3. But Mary schooled them all that day. She was the rookie who stepped onto the court and destroyed them.
5. Many Christians struggle with Jesus’ words here about the poor & the seeming waste of Mary’s act of devotion.
a. It seems so contrary to the compassion Jesus showed the poor & downtrodden.
b. His selflessness in meeting their needs seems to stand in contradiction to His praise of Mary’s extravagance.
6. What’s going one here? How do we reconcile this? Look carefully at what He says – v. 8
“The poor you have with you always, but Me you do not have always.”
7. The lesson is this – there’s a time to worship God by taking care of the needs around us & there’s a time to worship the Lord directly & intimately.
8. Jesus is not making light of the needs of the poor.
a. Look at His whole life!
b. Consider His commands to feed, & visit, & care for the needy!
9. But intimacy with Him cannot be neglected in favor of these other things.
10. Even extravagant acts of devotion to God alone are needed.
11. Many believers allow their service of God by serving others to consume them.
a. They become so busy working, they neglect God Himself.

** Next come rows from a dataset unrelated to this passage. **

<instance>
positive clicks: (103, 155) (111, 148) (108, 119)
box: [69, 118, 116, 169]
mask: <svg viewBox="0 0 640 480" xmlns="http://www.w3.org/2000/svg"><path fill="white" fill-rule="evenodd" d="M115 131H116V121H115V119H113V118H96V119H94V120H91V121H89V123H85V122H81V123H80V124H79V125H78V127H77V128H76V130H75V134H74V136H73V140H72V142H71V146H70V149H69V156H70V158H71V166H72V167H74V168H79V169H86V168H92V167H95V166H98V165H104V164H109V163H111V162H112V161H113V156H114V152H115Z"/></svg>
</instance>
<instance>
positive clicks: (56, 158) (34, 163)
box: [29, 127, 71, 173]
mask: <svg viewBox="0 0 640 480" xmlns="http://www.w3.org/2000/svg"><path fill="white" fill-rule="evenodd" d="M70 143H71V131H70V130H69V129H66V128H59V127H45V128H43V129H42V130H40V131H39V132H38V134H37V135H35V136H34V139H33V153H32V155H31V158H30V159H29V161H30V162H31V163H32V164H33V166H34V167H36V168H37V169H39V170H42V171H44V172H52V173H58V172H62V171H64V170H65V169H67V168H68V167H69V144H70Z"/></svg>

b. When that happens, the work lose its edge & motivation.
c. Every morning before he starts chopping trees, the lumberjack sits down and sharpens his axe.
d. He knows that the key to effective work is a keen edge.
e. Attention to God is how we sharpen our axe & make sure our service is on right.
12. Empowered by a vision of a just society, many Christians over the centuries have engaged in social action that aimed at helping the poor & hungry.
a. But they often forget that the truest & greatest need is not food, but the Bread of life – Jesus!
b. Worship, regular, whole-hearted devotion to God keeps that focus sharp.
1. Mary saw Jesus sitting in her home & recalled His words about going to Jerusalem to die.
2. She seized the moment to do what needed to be done; to pour out her devotion on Him directly.
3. She didn’t care that others might see & misunderstand.
4. She knew Jesus would understand.
6. Have you heard the phrase, Carpe Diem? It’s Latin for Seize the Day.
a. It means to live with purpose,
b. To take hold of today and make it count.
7. Mary lived “Carpe Occasio.” ‘Occasio’ is Latin for “the favorable moment, the right time.”
a. Mary recognized that the time was right for her to defy convention and what was expected and pour out her all on Jesus.
b. Her act of devotion has gone down in history as an example to all of us.
8. We must do what Mary did – live Carpe Occasio.
a. Sure God is always with us.
b. But there are times when we sense His presence in a special way.
c. We ought to respond to those moments with intense devotion!
d. Not giving a rip what those around us think – but like Mary, only caring to show Jesus how much we love Him and that He’s the only one for us, forever.
9. A good number of us here today are married.
a. Because we’re married, we spend a lot of time with each other.
b. Most of the time, everything is fine between us & we just go through life together, side by side.
c. But every so often, the companionship gets more, you know, intense.
d. We take advantage of those times to renew & deepen our intimacy.
10. It’s not for nothing that marriage is claimed in the Bible as a picture of our relationship with the Lord.
1. But here’s what we need to see – Mary’s worship didn’t express itself in song.
2. It came by way of perfume and hair.
3. Worship doesn’t have to be expressed just by singing.
4. Prayer can be worship. Silence can be worship.
5. Any act of coming consciously into the Lord’s presence to pour yourself out to Him is worship.